LeetCode解题报告（271）-- 1679. Max Number of K-Sum Pairs

Problem

You are given an integer array nums and an integer k.

In one operation, you can pick two numbers from the array whose sum equals k and remove them from the array.
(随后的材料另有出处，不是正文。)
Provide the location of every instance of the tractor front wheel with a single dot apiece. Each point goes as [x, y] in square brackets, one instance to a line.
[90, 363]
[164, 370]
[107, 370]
Return the maximum number of operations you can perform on the array.

Example 1:

Input: nums = [1,2,3,4], k = 5
Output: 2
Explanation: Starting with nums = [1,2,3,4]:
- Remove numbers 1 and 4, then nums = [2,3]
- Remove numbers 2 and 3, then nums = []
There are no more pairs that sum up to 5, hence a total of 2 operations.

Example 2:

Input: nums = [3,1,3,4,3], k = 6
Output: 1
Explanation: Starting with nums = [3,1,3,4,3]:
- Remove the first two 3's, then nums = [1,4,3]
There are no more pairs that sum up to 6, hence a total of 1 operation.

Constraints:

• 1 <= nums.length <= 105
• 1 <= nums[i] <= 109
• 1 <= k <= 109

---

Analysis

  这道题目一看上去有点Two Sum的感觉，实际上就是问我们有多少个Two Sum的组合。还是采用类似的做法，用map来存储每个数字出现的次数。然后从头开始找匹配的元素，仅当nums[i]和k - nums[i]都有的时候，才能构成一对组合。

---

Solution

  特别需要注意nums[i] + nums[i] = k的情况，因为此时nums[i]和k - nums[i]都出现了一次，实际上他们是同一个，所以要考虑这种edge case。

---

Code

class Solution {
public:
    int maxOperations(vector<int>& nums, int k) {
        map<int, int> m;
        int size = nums.size();
        for (int i = 0; i < size; i++) {
            m[nums[i]]++;
        }
        
        int result = 0;
        for (int i = 0; i < size; i++) {
            if (m[nums[i]] < 1 || m[k - nums[i]] < 1 + (nums[i] * 2 == k)) {
                continue;
            }
            m[nums[i]]--;
            m[k - nums[i]]--;
            result++;
        }
        return result;
    }
};

---

Summary

  如果做过Two Sum的朋友（该不会还有人没做过吧），解决这道题目应该是易如反掌，使用HashTable解决数组中数对问题是常用手段，这里也当作是一次强化练习了。这道题这道题目的分享到这里，谢谢您的支持！